How to Identify a EuroMillions Lottery Scam

  • It is not possible to win a EuroMillions prize, raffle, sweepstake or competition that you have not entered. If you receive a notification informing you that you have won a prize in a game you have never played, it is a scam.
  • To win a EuroMillions prize, you must have purchased a ticket for the correct draw date and your number selection must match the balls required to win the relevant prize.
  • You do not win EuroMillions prizes based on randomly selected mobile phone numbers or email addresses, including for games which you did not enter.
  • EuroMillions will not ask you to pay any type of ‘fee’ to receive your prize.
  • EuroMillions will not ask you to pay the ‘tax’ due on the win in advance of receiving a prize.

Clues to Identify a Scam

All of the points listed below are usually a good indication that the winning notification you have received is a scam:

  • The email has been sent from a free webmail address (for example @hotmail.com, @outlook.com or @yahoo.com) or from an unrelated address that could have been compromised.
  • The letter or email does not address you personally but instead starts with something vague like ‘Dear Winner’. This may not always be the case, however, so don’t assume the message is genuine just because it uses your name.
  • Scam letters are often on poor quality, photocopied letterhead (although some will include a genuine business address in an attempt to provide legitimacy).
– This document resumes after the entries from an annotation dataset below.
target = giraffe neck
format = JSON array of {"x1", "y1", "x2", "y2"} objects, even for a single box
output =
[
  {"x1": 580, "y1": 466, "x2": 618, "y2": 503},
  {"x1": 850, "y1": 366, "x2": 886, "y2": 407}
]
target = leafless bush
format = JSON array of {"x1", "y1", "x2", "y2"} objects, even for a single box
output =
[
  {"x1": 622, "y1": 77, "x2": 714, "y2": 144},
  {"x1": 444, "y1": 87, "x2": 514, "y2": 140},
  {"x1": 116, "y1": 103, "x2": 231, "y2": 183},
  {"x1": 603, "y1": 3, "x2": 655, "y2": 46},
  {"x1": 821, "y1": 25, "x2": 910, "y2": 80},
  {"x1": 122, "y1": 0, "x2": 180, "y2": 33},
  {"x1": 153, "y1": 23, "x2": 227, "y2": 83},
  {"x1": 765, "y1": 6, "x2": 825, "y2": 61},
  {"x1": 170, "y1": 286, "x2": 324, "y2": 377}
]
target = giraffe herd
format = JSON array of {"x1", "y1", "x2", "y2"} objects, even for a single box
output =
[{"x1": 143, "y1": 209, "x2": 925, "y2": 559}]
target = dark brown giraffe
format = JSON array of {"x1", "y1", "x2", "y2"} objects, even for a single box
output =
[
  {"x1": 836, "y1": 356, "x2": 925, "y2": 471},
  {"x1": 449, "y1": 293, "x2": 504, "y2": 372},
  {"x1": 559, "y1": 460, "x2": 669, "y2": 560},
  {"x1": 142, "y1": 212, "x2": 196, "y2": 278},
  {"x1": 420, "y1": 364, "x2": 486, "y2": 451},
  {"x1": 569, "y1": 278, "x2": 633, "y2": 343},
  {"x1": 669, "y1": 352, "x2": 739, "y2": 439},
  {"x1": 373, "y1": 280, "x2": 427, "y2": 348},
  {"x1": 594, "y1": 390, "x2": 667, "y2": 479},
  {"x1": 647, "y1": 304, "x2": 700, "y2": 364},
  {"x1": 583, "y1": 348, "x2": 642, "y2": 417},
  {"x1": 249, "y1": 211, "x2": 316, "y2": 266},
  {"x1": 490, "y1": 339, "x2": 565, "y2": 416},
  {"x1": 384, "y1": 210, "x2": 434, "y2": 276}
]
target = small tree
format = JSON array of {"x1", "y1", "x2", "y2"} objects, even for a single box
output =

It is worth noting that not all scam letters are of a low quality; scammers are constantly updating and improving technology so their messages may appear more legitimate.
  • There is often a strict time limit to claim the ‘prize’. This is intended to put the potential victim under pressure and deter them from seeking advice or investigating the matter further.
  • Confidentiality is often demanded as a ‘condition of winning’. Again, this is to deter the recipient from seeking the advice of friends or family who may be more familiar with this type of scam.
  • The communication may contain complicated language and jargon, such as ticket numbers and ‘batch’ references in an attempt to give the document an ‘official’ feel.
  • Poor spelling, grammar and syntax are usually a good indication that the letter or email is a scam.
  • A photocopy of a cheque with your name on it may be contained within the communication to entice you into sending funds, something which real lotteries would never do.
  • Some scams may claim to be from Euro-Millions.com, but please remember that we will never contact you under any circumstances to say you have won a prize. Any prize notifications that supposedly originate from Euro-Millions.com are fraudulent.